Don’t get me wrong – I’m no expert in divination and I probably never will be. But when I got started in working with tarot cards I would have loved to read about other people’s experiences without them going on rambling about complicated patterns and the moon phases they required to perform their readings. Because that’s not how tarot works for me, although I’m fully aware that it works like that for them 😉
My approach at divination is what others would describe as down to earth. I don’t do readings for other people except for really really² close friends and I don’t do it for money because I need a certain connection to the cards, the topic and the person and it’s very problem solving oriented. And with money on my mind beforehand I just can’t concentrate that well.

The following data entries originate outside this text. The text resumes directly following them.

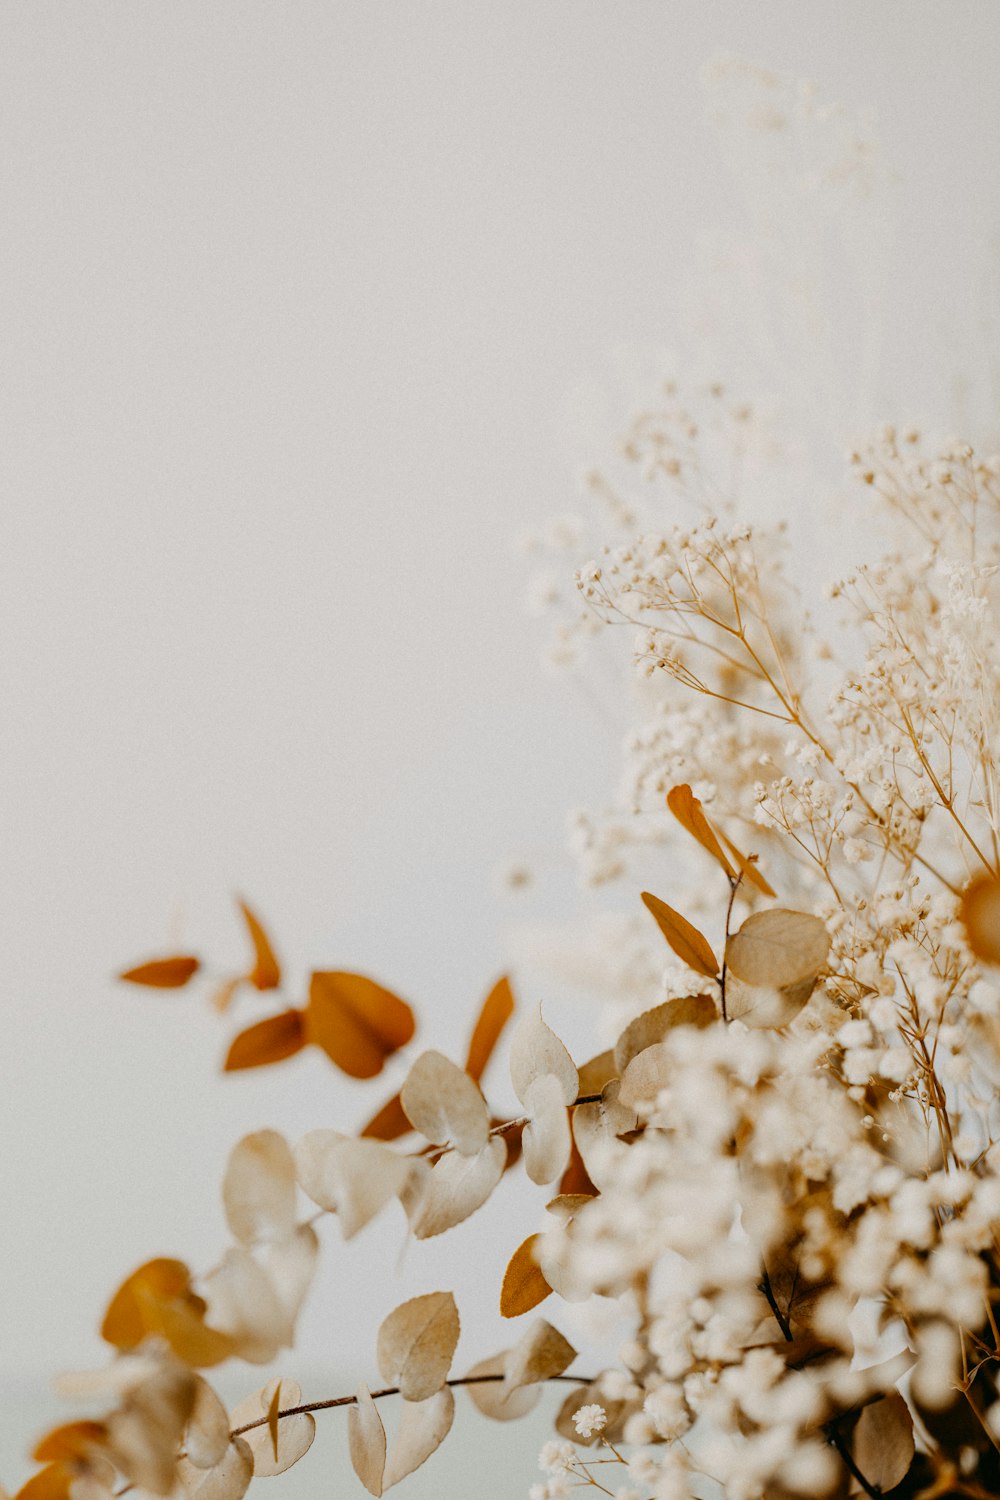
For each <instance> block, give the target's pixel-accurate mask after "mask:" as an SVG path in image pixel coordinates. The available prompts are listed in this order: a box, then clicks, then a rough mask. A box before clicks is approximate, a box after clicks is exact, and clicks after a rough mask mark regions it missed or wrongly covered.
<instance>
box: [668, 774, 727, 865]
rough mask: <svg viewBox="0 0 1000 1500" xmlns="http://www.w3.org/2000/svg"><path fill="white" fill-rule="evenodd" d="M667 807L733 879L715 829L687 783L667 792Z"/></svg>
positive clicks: (725, 855) (687, 829) (692, 835)
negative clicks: (701, 844) (682, 785)
mask: <svg viewBox="0 0 1000 1500" xmlns="http://www.w3.org/2000/svg"><path fill="white" fill-rule="evenodd" d="M667 807H669V808H670V811H672V813H673V816H675V817H676V820H678V822H679V823H681V826H682V828H687V831H688V832H690V834H691V837H693V838H697V841H699V843H700V844H702V849H705V850H706V852H708V853H711V855H712V858H714V859H715V862H717V864H721V867H723V870H726V874H727V876H729V877H730V880H732V879H735V876H736V871H735V870H733V867H732V864H730V862H729V859H727V858H726V855H724V853H723V847H721V844H720V841H718V838H717V837H715V829H714V828H712V825H711V823H709V820H708V817H706V816H705V808H703V807H702V804H700V801H699V799H697V796H696V795H694V792H693V790H691V787H690V786H687V783H685V784H684V786H673V787H672V789H670V790H669V792H667Z"/></svg>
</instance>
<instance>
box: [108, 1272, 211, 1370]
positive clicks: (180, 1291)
mask: <svg viewBox="0 0 1000 1500" xmlns="http://www.w3.org/2000/svg"><path fill="white" fill-rule="evenodd" d="M189 1289H190V1272H189V1271H187V1266H186V1265H184V1262H183V1260H166V1259H163V1257H160V1259H157V1260H147V1262H145V1265H142V1266H139V1268H138V1269H136V1271H133V1272H132V1275H130V1277H127V1278H126V1280H124V1281H123V1283H121V1286H120V1287H118V1290H117V1292H115V1295H114V1296H112V1299H111V1302H109V1304H108V1311H106V1313H105V1316H103V1323H102V1325H100V1337H102V1338H103V1341H105V1343H106V1344H114V1347H115V1349H135V1346H136V1344H141V1343H142V1340H144V1338H145V1335H147V1334H148V1326H147V1322H145V1311H144V1305H142V1301H141V1293H142V1292H148V1293H151V1295H153V1296H154V1298H181V1296H184V1295H186V1293H187V1292H189Z"/></svg>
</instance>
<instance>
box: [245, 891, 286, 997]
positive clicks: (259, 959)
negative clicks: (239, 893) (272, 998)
mask: <svg viewBox="0 0 1000 1500" xmlns="http://www.w3.org/2000/svg"><path fill="white" fill-rule="evenodd" d="M240 910H241V912H243V919H244V921H246V926H247V929H249V932H250V942H252V944H253V968H252V969H250V972H249V974H247V980H249V981H250V984H252V986H253V987H255V989H256V990H276V989H277V986H279V984H280V983H282V968H280V965H279V962H277V959H276V957H274V950H273V948H271V942H270V939H268V936H267V933H265V932H264V929H262V927H261V922H259V921H258V918H256V916H255V915H253V912H252V910H250V907H249V906H247V904H246V901H240Z"/></svg>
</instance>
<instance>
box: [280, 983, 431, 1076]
mask: <svg viewBox="0 0 1000 1500" xmlns="http://www.w3.org/2000/svg"><path fill="white" fill-rule="evenodd" d="M415 1029H417V1026H415V1022H414V1013H412V1011H411V1008H409V1005H406V1002H405V1001H400V999H399V996H397V995H393V993H391V990H385V989H382V986H381V984H376V983H375V981H373V980H369V978H366V977H364V975H363V974H345V972H342V971H327V972H316V974H313V975H312V978H310V981H309V1005H307V1007H306V1040H307V1041H310V1043H313V1044H315V1046H316V1047H322V1050H324V1052H325V1053H327V1056H328V1058H330V1061H331V1062H334V1064H336V1065H337V1068H340V1070H342V1071H343V1073H346V1074H348V1076H349V1077H352V1079H373V1077H375V1074H376V1073H381V1071H382V1067H384V1065H385V1059H387V1058H391V1055H393V1053H394V1052H397V1050H399V1049H400V1047H405V1046H406V1043H408V1041H411V1038H412V1035H414V1032H415Z"/></svg>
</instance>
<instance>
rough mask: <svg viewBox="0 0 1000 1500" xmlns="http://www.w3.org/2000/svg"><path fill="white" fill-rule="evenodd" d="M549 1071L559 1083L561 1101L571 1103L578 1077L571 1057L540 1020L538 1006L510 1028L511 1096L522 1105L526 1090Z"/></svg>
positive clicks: (510, 1067) (575, 1094)
mask: <svg viewBox="0 0 1000 1500" xmlns="http://www.w3.org/2000/svg"><path fill="white" fill-rule="evenodd" d="M546 1073H550V1074H553V1076H555V1077H556V1079H558V1080H559V1086H561V1089H562V1103H564V1104H573V1101H574V1098H576V1095H577V1086H579V1074H577V1071H576V1067H574V1064H573V1058H571V1056H570V1053H568V1052H567V1050H565V1047H564V1046H562V1043H561V1041H559V1038H558V1037H556V1034H555V1032H553V1031H552V1029H550V1028H549V1026H546V1023H544V1022H543V1019H541V1007H538V1010H537V1011H532V1013H531V1014H529V1016H525V1017H522V1020H520V1022H519V1023H517V1026H516V1028H514V1037H513V1040H511V1047H510V1079H511V1083H513V1085H514V1094H516V1095H517V1098H519V1100H520V1103H522V1104H525V1103H526V1098H528V1089H529V1088H531V1085H532V1083H534V1082H535V1079H540V1077H541V1076H543V1074H546Z"/></svg>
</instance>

Finally we got this disclaimer out of the way 😀
I bought my first tarot set at the age of probably 16-17 which was a Rider Waite Tarot and it didn’t talk to me at all, it still doesn’t. Maybe the art style doesn’t fit me, maybe it’s something else but when I first got my hands on this set I just expected something to click which didn’t happen. And that was a tad bit disappointing. At that time I didn’t realize why and I thought that maybe it’s all humbug and people are just crazy.
Some years went by and it was at the dawn of Amazon when I stumbled across another tarot set, which somehow caught my attention. It was celtic themed and the pictures looked interesting, so I gave it another go, thinking if it didn’t work again I could just use the cards for some art. When my package arrived I first read the instructional book which was quite thick, and again I stumbled across these patterns you should structure your cards in on the table. Everything more complicated than past – present – future was not my cup of tea at that time and I thought maybe the patterns don’t matter that much when I approached every card I drew with a certain question in the first place. So I threw the convoluted rules I had read about online and in books overboard and started to concentrate on the cards themselves.
And that was when I learned why the Rider Waite deck didn’t work for me. The cards were just too plain. Lo and behold my eyes need a lot of stuff to view and to get lost in. They need leafy or cloudy patterns, twigs, little mushrooms, squirrels, reflections, tiny details to discover. Then and only then I could focus on working with the cards, let all the symbols flow into my mind.
The first moral of this story is that the wide range of divination techniques is just a catalogue of proposals, and so are all the tools. And the second one is that it is completely fine to go astray from a well established path if it works better for you.